By Sudarsan Raghavan
Dozens of glum-faced African men sat on the cement floor of the packed migrant detention center, the air thick with body odor.
The steel door was locked. The migrants’ phones, and what meager money they had, had been confiscated. In another room, dozens of African women, including several expectant mothers, were also locked up.
“I want to get out of this place,” said Stella Wisdom, 25, a Nigerian who was eight months pregnant and weeping.
Three days earlier, the men and women had climbed into a smuggler’s boat destined for Italy, following the route of thousands of migrants this year who have risked death in search of a better life.
But they were picked up by a European Union-funded Libyan coast guard boat and taken back, like so many before them, to Tripoli – an active war zone.
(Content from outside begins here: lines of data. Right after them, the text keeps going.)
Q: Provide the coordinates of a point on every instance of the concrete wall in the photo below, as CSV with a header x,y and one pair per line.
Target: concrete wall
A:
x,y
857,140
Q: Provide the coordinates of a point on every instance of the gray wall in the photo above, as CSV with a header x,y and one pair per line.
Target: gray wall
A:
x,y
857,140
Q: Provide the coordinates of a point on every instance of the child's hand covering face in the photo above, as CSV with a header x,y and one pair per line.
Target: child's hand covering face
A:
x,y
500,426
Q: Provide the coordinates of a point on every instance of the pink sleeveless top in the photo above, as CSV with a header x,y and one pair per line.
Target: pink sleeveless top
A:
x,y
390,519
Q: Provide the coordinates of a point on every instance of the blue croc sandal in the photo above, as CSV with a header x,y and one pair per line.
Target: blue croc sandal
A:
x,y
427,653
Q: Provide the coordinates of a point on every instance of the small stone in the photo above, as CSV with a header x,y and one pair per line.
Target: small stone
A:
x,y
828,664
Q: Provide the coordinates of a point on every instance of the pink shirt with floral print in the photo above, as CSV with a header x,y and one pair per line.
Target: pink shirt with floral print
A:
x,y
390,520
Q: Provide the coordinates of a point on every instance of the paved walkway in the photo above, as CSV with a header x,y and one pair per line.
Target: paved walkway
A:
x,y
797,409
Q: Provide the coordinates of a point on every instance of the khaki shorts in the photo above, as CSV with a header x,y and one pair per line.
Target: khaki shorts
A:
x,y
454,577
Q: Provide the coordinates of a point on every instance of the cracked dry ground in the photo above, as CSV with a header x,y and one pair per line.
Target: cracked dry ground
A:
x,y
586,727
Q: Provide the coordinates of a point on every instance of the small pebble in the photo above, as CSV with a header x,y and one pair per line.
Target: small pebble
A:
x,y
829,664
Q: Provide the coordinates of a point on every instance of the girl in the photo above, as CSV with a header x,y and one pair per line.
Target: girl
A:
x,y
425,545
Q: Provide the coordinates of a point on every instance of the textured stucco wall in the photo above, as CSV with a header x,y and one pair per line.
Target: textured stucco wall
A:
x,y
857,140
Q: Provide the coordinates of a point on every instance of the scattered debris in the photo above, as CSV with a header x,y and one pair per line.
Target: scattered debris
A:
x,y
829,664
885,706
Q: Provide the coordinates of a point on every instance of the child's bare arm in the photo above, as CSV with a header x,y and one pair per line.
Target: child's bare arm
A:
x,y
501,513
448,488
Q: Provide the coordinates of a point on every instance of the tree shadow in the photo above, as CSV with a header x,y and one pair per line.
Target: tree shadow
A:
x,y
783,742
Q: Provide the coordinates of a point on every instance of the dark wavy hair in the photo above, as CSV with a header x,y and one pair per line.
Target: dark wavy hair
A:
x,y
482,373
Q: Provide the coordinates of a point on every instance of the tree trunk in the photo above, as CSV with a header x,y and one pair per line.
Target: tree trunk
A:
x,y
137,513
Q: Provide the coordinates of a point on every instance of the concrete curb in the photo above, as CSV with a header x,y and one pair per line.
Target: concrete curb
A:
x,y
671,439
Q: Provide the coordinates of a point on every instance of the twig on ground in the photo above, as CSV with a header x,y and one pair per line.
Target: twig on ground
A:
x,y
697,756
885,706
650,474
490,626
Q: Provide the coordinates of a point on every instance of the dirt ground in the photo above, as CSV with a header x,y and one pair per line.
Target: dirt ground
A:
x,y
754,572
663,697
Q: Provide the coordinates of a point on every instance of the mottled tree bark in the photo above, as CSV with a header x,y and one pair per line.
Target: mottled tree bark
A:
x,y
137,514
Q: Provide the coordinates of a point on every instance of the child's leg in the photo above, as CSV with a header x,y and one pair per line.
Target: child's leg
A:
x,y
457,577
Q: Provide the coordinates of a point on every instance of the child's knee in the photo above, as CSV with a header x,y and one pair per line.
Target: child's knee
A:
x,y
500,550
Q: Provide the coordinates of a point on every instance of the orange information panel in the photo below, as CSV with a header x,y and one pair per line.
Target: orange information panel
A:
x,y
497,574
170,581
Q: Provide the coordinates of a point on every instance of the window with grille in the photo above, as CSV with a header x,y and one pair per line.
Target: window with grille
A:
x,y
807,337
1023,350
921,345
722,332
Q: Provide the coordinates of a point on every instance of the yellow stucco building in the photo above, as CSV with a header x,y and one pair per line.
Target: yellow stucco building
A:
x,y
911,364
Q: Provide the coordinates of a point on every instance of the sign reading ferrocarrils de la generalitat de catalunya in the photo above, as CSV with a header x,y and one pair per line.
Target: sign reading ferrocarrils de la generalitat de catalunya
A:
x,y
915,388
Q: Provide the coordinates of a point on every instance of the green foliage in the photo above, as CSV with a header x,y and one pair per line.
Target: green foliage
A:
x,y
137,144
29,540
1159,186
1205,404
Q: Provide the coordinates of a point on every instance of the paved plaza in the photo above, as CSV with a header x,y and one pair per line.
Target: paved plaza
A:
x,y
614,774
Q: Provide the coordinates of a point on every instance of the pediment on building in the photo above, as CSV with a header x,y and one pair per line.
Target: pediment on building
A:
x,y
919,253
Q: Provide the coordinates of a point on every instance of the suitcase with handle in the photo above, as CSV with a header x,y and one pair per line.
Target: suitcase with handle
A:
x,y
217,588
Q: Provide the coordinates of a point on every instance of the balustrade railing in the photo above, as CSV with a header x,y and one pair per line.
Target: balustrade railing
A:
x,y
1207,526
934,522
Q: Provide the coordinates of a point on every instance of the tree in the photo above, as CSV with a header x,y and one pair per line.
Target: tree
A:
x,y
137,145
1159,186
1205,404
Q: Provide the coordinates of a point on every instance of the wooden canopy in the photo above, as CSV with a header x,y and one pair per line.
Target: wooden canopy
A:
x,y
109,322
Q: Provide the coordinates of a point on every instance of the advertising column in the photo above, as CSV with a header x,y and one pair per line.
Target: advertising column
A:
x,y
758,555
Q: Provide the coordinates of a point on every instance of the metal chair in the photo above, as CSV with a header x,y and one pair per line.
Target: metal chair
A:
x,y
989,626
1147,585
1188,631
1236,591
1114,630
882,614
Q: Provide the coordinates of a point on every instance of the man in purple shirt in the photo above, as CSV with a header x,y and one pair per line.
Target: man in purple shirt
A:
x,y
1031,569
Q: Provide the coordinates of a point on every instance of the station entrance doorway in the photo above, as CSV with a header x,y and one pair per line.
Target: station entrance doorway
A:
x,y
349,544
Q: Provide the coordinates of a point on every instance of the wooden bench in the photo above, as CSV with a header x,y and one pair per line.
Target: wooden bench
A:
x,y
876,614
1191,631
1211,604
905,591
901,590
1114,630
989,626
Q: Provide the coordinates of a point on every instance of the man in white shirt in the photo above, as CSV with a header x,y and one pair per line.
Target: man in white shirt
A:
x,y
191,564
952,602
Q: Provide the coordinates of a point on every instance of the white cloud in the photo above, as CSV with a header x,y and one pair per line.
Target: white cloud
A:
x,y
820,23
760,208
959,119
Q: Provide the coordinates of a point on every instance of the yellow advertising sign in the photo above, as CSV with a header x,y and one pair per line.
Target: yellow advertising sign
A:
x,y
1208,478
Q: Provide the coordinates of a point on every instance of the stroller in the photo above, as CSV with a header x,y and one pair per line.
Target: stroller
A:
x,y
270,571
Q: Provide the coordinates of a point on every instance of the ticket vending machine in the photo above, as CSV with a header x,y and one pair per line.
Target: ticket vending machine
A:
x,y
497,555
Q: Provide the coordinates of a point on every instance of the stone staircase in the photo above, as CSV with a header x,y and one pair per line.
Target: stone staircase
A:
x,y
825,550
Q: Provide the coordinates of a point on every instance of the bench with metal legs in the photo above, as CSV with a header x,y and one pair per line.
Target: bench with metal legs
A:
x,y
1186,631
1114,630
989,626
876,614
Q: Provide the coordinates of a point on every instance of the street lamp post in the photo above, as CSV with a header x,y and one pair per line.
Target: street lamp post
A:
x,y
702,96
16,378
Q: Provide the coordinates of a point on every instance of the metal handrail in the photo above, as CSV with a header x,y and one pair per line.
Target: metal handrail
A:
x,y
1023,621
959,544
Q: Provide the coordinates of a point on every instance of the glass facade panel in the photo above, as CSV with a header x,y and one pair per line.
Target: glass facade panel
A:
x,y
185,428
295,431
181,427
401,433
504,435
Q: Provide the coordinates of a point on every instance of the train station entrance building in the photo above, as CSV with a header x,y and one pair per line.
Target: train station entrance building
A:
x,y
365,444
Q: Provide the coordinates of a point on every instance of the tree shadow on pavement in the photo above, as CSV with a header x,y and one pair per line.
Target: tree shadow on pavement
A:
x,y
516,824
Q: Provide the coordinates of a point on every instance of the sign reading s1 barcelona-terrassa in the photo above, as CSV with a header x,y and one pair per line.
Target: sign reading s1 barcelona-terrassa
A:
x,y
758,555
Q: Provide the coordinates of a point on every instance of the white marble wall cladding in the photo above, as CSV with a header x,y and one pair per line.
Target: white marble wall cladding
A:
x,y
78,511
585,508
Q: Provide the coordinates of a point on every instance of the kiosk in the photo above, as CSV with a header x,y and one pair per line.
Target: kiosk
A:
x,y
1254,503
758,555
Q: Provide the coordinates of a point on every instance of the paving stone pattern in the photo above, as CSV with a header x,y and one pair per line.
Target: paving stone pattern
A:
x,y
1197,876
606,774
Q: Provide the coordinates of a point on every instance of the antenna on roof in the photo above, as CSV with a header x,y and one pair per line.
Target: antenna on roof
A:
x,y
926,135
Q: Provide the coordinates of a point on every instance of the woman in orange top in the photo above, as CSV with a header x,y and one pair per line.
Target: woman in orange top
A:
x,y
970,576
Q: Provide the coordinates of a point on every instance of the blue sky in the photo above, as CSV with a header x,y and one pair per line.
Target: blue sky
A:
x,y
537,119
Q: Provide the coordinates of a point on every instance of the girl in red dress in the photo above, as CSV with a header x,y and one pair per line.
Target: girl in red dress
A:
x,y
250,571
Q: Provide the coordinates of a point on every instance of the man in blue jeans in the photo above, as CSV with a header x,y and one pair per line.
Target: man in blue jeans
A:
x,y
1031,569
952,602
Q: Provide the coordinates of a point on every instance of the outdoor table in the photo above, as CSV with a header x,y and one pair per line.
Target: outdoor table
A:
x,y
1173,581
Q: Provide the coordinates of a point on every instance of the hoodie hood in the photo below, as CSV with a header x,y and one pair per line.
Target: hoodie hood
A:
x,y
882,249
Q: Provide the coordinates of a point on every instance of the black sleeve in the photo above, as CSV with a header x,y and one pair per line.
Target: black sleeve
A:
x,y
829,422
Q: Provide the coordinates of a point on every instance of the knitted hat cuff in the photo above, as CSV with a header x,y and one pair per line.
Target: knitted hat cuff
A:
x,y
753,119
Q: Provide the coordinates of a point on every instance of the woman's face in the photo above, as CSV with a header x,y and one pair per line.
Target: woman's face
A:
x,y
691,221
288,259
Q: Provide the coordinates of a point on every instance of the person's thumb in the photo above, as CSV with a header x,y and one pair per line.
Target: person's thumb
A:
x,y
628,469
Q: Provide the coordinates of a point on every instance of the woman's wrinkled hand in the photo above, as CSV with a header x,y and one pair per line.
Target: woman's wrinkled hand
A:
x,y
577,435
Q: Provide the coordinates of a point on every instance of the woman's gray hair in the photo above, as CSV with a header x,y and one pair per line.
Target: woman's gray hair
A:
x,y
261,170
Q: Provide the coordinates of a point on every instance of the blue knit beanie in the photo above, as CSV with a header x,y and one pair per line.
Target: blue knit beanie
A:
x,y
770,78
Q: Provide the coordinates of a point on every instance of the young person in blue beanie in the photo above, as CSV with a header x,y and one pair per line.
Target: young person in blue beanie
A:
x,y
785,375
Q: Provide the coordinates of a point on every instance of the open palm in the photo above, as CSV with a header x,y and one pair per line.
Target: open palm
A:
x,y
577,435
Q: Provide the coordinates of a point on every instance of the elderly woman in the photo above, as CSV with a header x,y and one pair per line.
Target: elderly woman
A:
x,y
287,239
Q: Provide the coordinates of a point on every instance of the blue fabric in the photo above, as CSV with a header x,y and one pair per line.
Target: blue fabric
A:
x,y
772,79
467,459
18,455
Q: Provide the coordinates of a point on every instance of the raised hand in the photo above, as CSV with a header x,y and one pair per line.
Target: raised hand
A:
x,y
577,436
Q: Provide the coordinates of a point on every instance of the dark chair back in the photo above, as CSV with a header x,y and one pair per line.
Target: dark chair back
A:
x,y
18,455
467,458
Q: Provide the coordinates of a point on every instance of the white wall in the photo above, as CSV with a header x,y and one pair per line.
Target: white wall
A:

They became the latest casualties of EU and Italian policies created to keep migrants away and outsource their care to Libya, the volatile North African oil producer now in the grip of its worst violence since the NATO-backed campaign that toppled dictator Moammar Gaddafi in 2011.
“We were running away from the war,” said Clara Obiti, 24, a tall, soft-voiced Nigerian. “Now we’re back here.”
Since their implementation in 2017, the policies have sharply reduced migrant crossings in the Mediterranean Sea, and, as a result, deaths. But the proportion of deaths to attempted crossings has increased, according to the International Organization for Migration.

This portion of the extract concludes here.